Le fantôme continuait :

– Ne te suffit-il pas de résister à mon amour, faut-il encore que tu me donnes l’horrible spectacle du bonheur d’un autre ?

Tu n’es pas une femme, tu es un monstre ?

Et Roumia riait de plus belle.

J’essayai vainement d’ouvrir les yeux ; et mes oreilles commençaient à bourdonner et la paralysie les gagnait peu à peu.

Bientôt les deux voix du fantôme, qui avait de rauques sanglots et des cris de désespoir, et de la femme aux cheveux blonds, qui riait et raillait, ne me parvinrent plus que comme des bruits confus qui finirent par devenir inintelligibles.

Le sommeil arriva et ne cessa qu’au matin sous une impression d’air frais.

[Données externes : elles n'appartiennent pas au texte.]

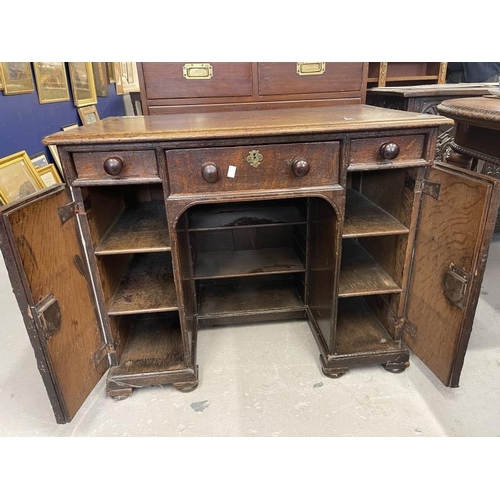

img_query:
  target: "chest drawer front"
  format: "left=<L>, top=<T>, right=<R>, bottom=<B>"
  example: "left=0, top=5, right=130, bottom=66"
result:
left=349, top=134, right=426, bottom=166
left=73, top=151, right=158, bottom=180
left=167, top=142, right=339, bottom=194
left=259, top=62, right=364, bottom=95
left=142, top=62, right=252, bottom=99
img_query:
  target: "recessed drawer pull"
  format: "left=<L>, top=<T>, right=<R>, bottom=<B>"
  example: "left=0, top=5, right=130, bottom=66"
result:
left=182, top=63, right=214, bottom=80
left=102, top=156, right=123, bottom=179
left=201, top=163, right=219, bottom=183
left=291, top=158, right=310, bottom=177
left=297, top=63, right=326, bottom=76
left=380, top=142, right=400, bottom=160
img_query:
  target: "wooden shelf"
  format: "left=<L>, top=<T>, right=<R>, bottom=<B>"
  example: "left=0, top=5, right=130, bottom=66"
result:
left=335, top=297, right=401, bottom=355
left=194, top=247, right=304, bottom=279
left=108, top=253, right=178, bottom=316
left=198, top=279, right=305, bottom=319
left=95, top=201, right=170, bottom=255
left=111, top=315, right=185, bottom=377
left=189, top=201, right=306, bottom=231
left=343, top=189, right=409, bottom=238
left=339, top=239, right=403, bottom=297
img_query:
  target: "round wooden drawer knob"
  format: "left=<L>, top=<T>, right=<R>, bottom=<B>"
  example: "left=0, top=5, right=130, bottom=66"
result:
left=380, top=142, right=399, bottom=160
left=201, top=163, right=219, bottom=182
left=292, top=158, right=310, bottom=177
left=103, top=157, right=123, bottom=175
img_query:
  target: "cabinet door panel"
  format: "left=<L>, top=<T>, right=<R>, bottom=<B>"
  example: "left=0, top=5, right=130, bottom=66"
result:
left=404, top=164, right=500, bottom=387
left=0, top=185, right=108, bottom=423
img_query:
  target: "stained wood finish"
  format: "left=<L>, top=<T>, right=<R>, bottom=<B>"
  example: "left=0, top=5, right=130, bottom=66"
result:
left=189, top=200, right=307, bottom=231
left=258, top=62, right=364, bottom=96
left=350, top=134, right=427, bottom=170
left=167, top=142, right=339, bottom=195
left=339, top=239, right=402, bottom=297
left=198, top=279, right=305, bottom=321
left=194, top=247, right=304, bottom=279
left=108, top=253, right=178, bottom=315
left=335, top=297, right=401, bottom=355
left=2, top=186, right=108, bottom=423
left=343, top=189, right=409, bottom=238
left=95, top=201, right=170, bottom=255
left=43, top=105, right=453, bottom=146
left=73, top=151, right=158, bottom=181
left=404, top=164, right=499, bottom=387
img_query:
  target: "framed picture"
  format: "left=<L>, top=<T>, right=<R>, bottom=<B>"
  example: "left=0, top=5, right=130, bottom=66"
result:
left=0, top=62, right=35, bottom=95
left=30, top=151, right=49, bottom=168
left=78, top=106, right=100, bottom=125
left=61, top=123, right=78, bottom=132
left=37, top=163, right=62, bottom=187
left=33, top=62, right=69, bottom=104
left=92, top=63, right=108, bottom=97
left=68, top=62, right=97, bottom=108
left=0, top=151, right=45, bottom=203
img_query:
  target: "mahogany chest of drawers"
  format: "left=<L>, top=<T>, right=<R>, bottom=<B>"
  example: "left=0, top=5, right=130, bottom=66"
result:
left=0, top=104, right=499, bottom=423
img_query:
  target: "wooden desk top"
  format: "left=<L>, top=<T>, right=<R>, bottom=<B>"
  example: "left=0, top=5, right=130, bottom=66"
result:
left=366, top=83, right=498, bottom=97
left=43, top=104, right=453, bottom=145
left=437, top=96, right=500, bottom=130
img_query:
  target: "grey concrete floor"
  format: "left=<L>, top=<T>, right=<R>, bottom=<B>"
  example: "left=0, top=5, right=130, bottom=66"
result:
left=0, top=235, right=500, bottom=437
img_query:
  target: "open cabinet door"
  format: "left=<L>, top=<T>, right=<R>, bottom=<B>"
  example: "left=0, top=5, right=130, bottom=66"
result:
left=0, top=185, right=108, bottom=423
left=403, top=164, right=500, bottom=387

J’étais, comme le jour précédent, couché sur un banc des Champs-Élysées.

On avait glissé dans ma poche une seconde lettre.

Celle-là ne contenait que ces mots :

 

« À ce soir, même heure : je t’aime !

« ROUMIA. »

 

Je rentrai à mon hôtel.

– Ce soir, me dis-je, je saurai la vérité.

Tout Indien possède des connaissances chimiques assez étendues.

Je sais que certains poisons, certaines odeurs soporifiques se neutralisent.

Je savais, moi, que le mélange de certaines substances, habilement préparé, m’empêcherait de subir l’influence somnifère à laquelle j’avais succombé deux nuits de suite.

Je pris donc le parti de retourner une troisième fois au rendez-vous que me donnait Roumia. Seulement, après m’être procuré diverses drogues chez différents pharmaciens, je préparai mon petit breuvage, que je mis dans ma poche enfermé dans une fiole de deux pouces de longueur.

Le soir venu tout se passa exactement de la même manière.

Je montai dans la voiture, la femme voilée me conduisit, les yeux bandés, et une heure après, je me trouvai dans le boudoir de Roumia.

Cependant, il me sembla que les parfums qui m’arrivaient n’étaient plus les mêmes.

Et, ayant arraché mon bandeau, je m’approchai des jardinières.

En effet, elles contenaient des fleurs nouvelles et qui, celles-là, m’étaient inconnues.

Je savais le moyen de combattre l’influence des autres, mais celles-là…

Sans doute Roumia m’avait deviné, et une fois encore je me trouvais en son pouvoir.

Mon breuvage était inutile.

Nadir s’interrompit encore et me dit :

– Puisque tu connais cette femme, tu sais ce dont elle est capable.